Fernando de las Fuentes

¿Quién no aspira en su fuero interno a vivir sin dolor? Incluso quienes lo aceptan como cosa natural y necesaria, instintivamente lo rechazan, hasta que se vuelven conscientes de él y lo procesan.

Todos tratamos de evadir el dolor, en mayor o menor medida, volviéndonos indolentes, palabra proveniente del latín indolentis: el que no siente dolor. Hasta aquí todo bien. No podemos permitir que todo nos duela. Un poco de indolencia es necesaria.

Pero, sin educación emocional, cuya necesidad apenas está reconociendo el mundo, hemos llevado el miedo al dolor al extremo de insensibilizarnos en situaciones en las que se requeriría que fuésemos compasivos, respetuosos, empáticos, responsables e incluso amorosos. 

Si nos insensibilizamos en un aspecto, lo estaremos haciendo en otros. Eso es inevitable, lógico y científicamente comprobable. Y cuando la sensibilidad desaparece, la razón empieza a embotarse. No obstante, porfiamos en la indolencia, la verdadera causante de todos los males de la humanidad y del mundo. 

La indolencia es inconsciencia, ese pensar, sentir y actuar sin darnos cuenta que no nos damos cuenta de la realidad espiritual que hay detrás de nuestra relación con la vida a través de los sentidos.

Sólo por inconsciencia podemos seguir rechazando el dolor con tanta fuerza que, paradójicamente, nos volvemos destructivos, porque comenzamos a sufrir para evitarlo, y hacemos pagar por ello a otros. No soportamos nuestras emociones fuertes relacionadas con el malestar y buscamos desesperadamente las que nos producen placer, como si pudiésemos hacer una sustitución permanente. 

No hemos, pues, entendido de qué se trata la existencia. Rechazando el dolor dejamos de hacer contacto con nuestra alma y, por tanto, de crecer espiritualmente. Nos confinamos en un mundo de apariencias que etiquetamos como realidades, hasta que esa persistente sensación de vacío nos recuerda que algo anda muy mal. 
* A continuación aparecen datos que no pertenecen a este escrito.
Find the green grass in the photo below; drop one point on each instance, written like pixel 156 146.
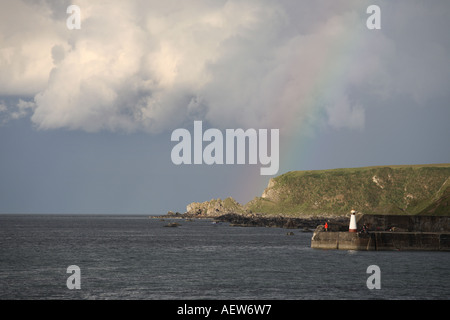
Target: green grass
pixel 399 189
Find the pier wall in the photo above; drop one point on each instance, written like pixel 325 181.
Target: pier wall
pixel 381 240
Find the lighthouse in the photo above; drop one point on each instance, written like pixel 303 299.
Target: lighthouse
pixel 352 226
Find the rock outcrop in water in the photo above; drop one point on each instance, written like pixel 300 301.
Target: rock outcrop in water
pixel 417 189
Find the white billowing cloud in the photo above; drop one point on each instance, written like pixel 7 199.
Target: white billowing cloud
pixel 157 65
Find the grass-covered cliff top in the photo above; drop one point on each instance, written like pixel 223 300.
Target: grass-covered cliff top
pixel 403 189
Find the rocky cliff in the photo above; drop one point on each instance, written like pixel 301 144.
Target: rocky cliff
pixel 418 189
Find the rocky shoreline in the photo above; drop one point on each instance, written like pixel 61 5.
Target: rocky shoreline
pixel 307 224
pixel 336 223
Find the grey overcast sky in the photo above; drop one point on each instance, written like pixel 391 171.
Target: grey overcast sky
pixel 86 115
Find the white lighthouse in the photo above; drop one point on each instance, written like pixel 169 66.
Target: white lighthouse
pixel 352 226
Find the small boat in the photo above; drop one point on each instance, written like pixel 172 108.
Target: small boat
pixel 172 224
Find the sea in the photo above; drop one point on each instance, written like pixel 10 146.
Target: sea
pixel 128 257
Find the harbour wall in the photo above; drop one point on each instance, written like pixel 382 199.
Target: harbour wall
pixel 388 232
pixel 381 240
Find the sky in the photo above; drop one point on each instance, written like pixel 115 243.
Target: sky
pixel 86 114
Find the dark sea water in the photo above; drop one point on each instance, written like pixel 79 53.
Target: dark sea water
pixel 134 257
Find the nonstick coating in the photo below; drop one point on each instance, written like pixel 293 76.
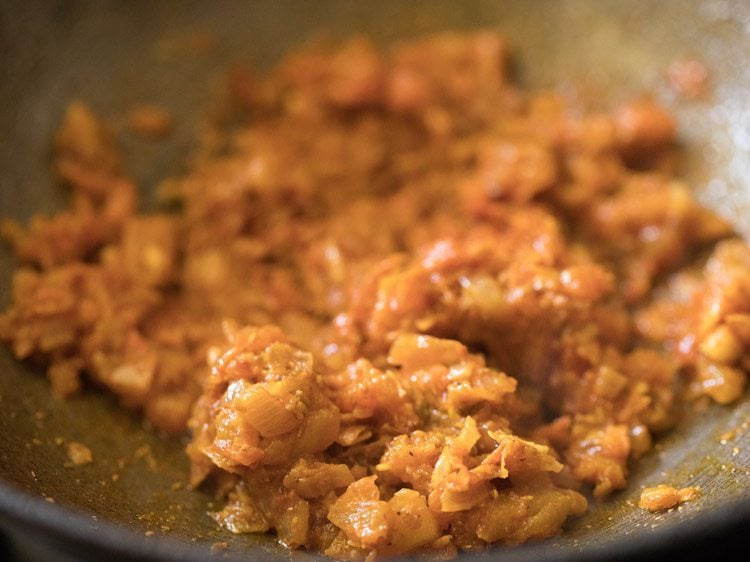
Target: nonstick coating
pixel 131 503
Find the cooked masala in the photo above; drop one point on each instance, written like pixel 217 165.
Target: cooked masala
pixel 402 306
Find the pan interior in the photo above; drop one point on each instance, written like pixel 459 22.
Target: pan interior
pixel 114 55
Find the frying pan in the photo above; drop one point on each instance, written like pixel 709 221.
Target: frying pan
pixel 131 502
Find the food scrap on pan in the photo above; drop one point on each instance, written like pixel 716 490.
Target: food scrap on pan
pixel 664 497
pixel 406 306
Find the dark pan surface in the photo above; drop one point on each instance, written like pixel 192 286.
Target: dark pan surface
pixel 132 501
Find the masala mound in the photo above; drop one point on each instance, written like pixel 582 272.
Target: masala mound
pixel 402 306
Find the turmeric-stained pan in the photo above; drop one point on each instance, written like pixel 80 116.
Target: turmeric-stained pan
pixel 131 499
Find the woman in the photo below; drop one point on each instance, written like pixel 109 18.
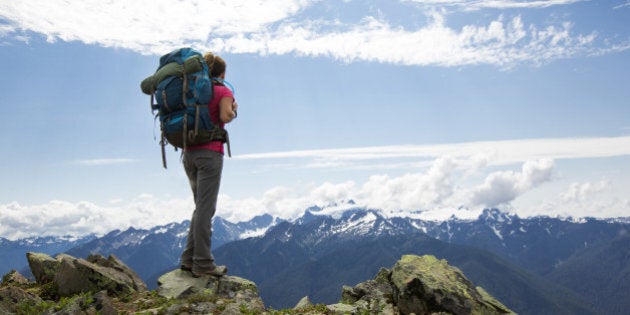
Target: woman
pixel 203 165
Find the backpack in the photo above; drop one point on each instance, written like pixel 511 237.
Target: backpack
pixel 180 91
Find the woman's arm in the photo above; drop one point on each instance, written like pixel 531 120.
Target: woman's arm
pixel 227 109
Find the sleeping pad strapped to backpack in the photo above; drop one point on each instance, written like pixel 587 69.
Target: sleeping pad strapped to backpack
pixel 182 89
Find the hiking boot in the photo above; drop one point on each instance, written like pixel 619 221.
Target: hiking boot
pixel 218 271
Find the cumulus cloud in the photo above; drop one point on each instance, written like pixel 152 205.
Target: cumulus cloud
pixel 583 199
pixel 289 27
pixel 501 188
pixel 81 218
pixel 437 192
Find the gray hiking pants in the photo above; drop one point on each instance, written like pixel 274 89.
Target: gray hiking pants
pixel 203 168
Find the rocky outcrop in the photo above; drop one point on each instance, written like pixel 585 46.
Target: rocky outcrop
pixel 76 275
pixel 419 285
pixel 241 293
pixel 96 285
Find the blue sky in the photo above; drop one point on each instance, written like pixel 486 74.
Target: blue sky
pixel 419 108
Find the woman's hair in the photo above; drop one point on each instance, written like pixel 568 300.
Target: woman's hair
pixel 216 64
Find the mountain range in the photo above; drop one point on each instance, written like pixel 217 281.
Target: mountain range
pixel 537 265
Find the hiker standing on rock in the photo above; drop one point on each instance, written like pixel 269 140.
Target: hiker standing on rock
pixel 203 164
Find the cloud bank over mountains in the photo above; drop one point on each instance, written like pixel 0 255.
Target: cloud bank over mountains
pixel 430 34
pixel 455 181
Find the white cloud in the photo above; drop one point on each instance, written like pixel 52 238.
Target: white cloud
pixel 579 192
pixel 472 155
pixel 99 162
pixel 438 191
pixel 500 188
pixel 282 27
pixel 584 199
pixel 496 4
pixel 80 218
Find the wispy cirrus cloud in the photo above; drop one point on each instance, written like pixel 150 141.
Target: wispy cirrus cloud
pixel 497 4
pixel 289 27
pixel 101 162
pixel 502 152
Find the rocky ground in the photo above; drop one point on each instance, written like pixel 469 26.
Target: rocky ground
pixel 99 285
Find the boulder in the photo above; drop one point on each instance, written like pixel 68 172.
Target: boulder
pixel 418 285
pixel 303 303
pixel 425 285
pixel 179 284
pixel 11 297
pixel 43 267
pixel 77 275
pixel 14 277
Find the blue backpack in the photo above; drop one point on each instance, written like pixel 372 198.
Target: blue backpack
pixel 181 89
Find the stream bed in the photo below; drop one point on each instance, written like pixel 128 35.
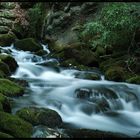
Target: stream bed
pixel 93 104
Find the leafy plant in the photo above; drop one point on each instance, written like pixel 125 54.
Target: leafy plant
pixel 114 25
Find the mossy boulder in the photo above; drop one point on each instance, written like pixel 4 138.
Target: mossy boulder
pixel 80 52
pixel 89 76
pixel 7 39
pixel 10 89
pixel 4 69
pixel 15 126
pixel 100 51
pixel 38 116
pixel 134 80
pixel 10 61
pixel 4 135
pixel 1 107
pixel 2 75
pixel 5 103
pixel 87 133
pixel 28 44
pixel 115 73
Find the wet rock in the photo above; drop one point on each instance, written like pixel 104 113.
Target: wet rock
pixel 4 135
pixel 4 29
pixel 7 14
pixel 15 126
pixel 20 82
pixel 7 39
pixel 87 133
pixel 89 76
pixel 4 68
pixel 2 75
pixel 81 53
pixel 7 5
pixel 83 93
pixel 134 80
pixel 50 63
pixel 41 53
pixel 28 44
pixel 10 61
pixel 37 116
pixel 45 132
pixel 5 103
pixel 10 89
pixel 102 104
pixel 115 74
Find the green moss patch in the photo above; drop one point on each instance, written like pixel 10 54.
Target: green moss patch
pixel 10 61
pixel 28 44
pixel 7 39
pixel 10 89
pixel 134 80
pixel 15 126
pixel 42 116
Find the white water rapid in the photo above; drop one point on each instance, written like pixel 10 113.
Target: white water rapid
pixel 94 104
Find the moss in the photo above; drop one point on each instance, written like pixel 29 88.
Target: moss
pixel 28 44
pixel 89 76
pixel 10 61
pixel 115 73
pixel 69 63
pixel 4 135
pixel 15 126
pixel 87 133
pixel 1 107
pixel 100 51
pixel 41 53
pixel 2 75
pixel 36 18
pixel 4 69
pixel 38 116
pixel 6 39
pixel 5 103
pixel 134 80
pixel 10 89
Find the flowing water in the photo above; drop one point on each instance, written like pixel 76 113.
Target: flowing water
pixel 99 104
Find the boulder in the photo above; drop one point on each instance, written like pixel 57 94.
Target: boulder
pixel 10 61
pixel 115 73
pixel 81 53
pixel 10 89
pixel 4 68
pixel 4 135
pixel 5 102
pixel 40 116
pixel 88 133
pixel 28 44
pixel 15 126
pixel 88 76
pixel 7 39
pixel 134 80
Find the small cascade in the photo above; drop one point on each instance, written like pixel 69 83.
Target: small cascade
pixel 94 104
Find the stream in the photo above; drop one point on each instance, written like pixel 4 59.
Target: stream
pixel 93 104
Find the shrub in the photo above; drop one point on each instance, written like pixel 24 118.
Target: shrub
pixel 115 25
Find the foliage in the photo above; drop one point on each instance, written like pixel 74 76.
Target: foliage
pixel 36 17
pixel 114 25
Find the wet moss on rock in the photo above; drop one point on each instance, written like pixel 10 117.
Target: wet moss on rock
pixel 38 116
pixel 10 89
pixel 10 61
pixel 134 80
pixel 5 103
pixel 28 44
pixel 4 135
pixel 15 126
pixel 7 39
pixel 115 74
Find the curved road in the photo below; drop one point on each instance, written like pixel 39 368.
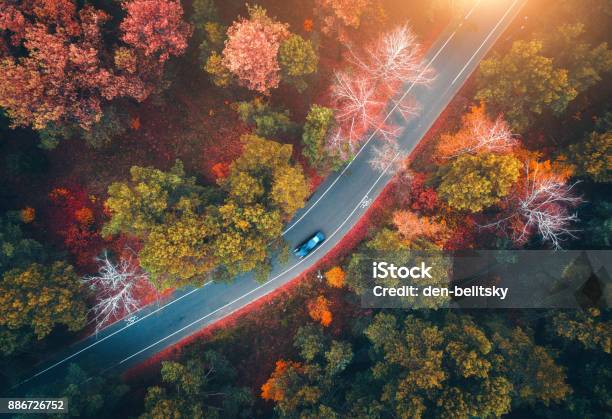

Pensamos que lo único verdadero y real es lo que podemos percibir con los sentidos, pero a la vez, somos indolentes, es decir, inhibimos nuestra sensibilidad cuando ni siquiera hemos desarrollado, afinado y potenciado nuestra capacidad sensorial más allá de lo primitivo. No percibimos la conexión que tenemos con todo y todos. Nos sentimos aislados y a la deriva, amenazados y muertos de miedo.

Por eso es que cuando la desgracia se “normaliza”, sea carencia, violencia, inseguridad, etc., las indolencias personales construyen una indolencia social que impone silencio e indiferencia. Egoísmo colectivo.

Por indolencia un ser humano incurre en las conductas que se consideran más censurables: los delitos. Al delincuente, no le importan los demás, ni el daño que les causa, ya sea porque su sensibilidad está apagada o porque intenta cobrarse todo lo que ha sufrido. 

Se trate de nuestros seres queridos, de desconocidos o animales, maltratar es indolencia, abandonar es indolencia, desentenderse es indolencia, tirar basura en la calle es indolencia, no dar a quien lo necesita es indolencia, no asistir a quien pide auxilio cuando podemos hacerlo es indolencia, aficionarse con morbo o indignación a las imágenes trágicas que involucran sufrimiento en las redes sociales, y compartirlas, es indolencia, juzgar a la ligera es indolencia, repartir culpas es indolencia.

Cuando nos dejan de importar los otros, especialmente los que no conocemos, vivimos a medias o al mínimo, sin responsabilidad, siendo cómplices pero no amigos, confundiendo la intensidad con profundidad y los estímulos con sentimientos; pensando sin reflexionar, enamorándonos sin amar. Y por eso hacemos tanto mal.

Sin dolor no hay crecimiento ni contacto genuino con otros ni viaje al alma ni espiritualidad ni Dios ni verdadera vida. Se puede y se debe aspirar a vivir sin dolor, pero se logra trascendiéndolo, no evitándolo. 

De lo contrario, la vida se queda en la superficie, nunca va al fondo, porque el dolor es cosa del alma, libera y es siempre pasajero; en tanto el sufrimiento --incesante, creciente y mediocrizante-- es del ego.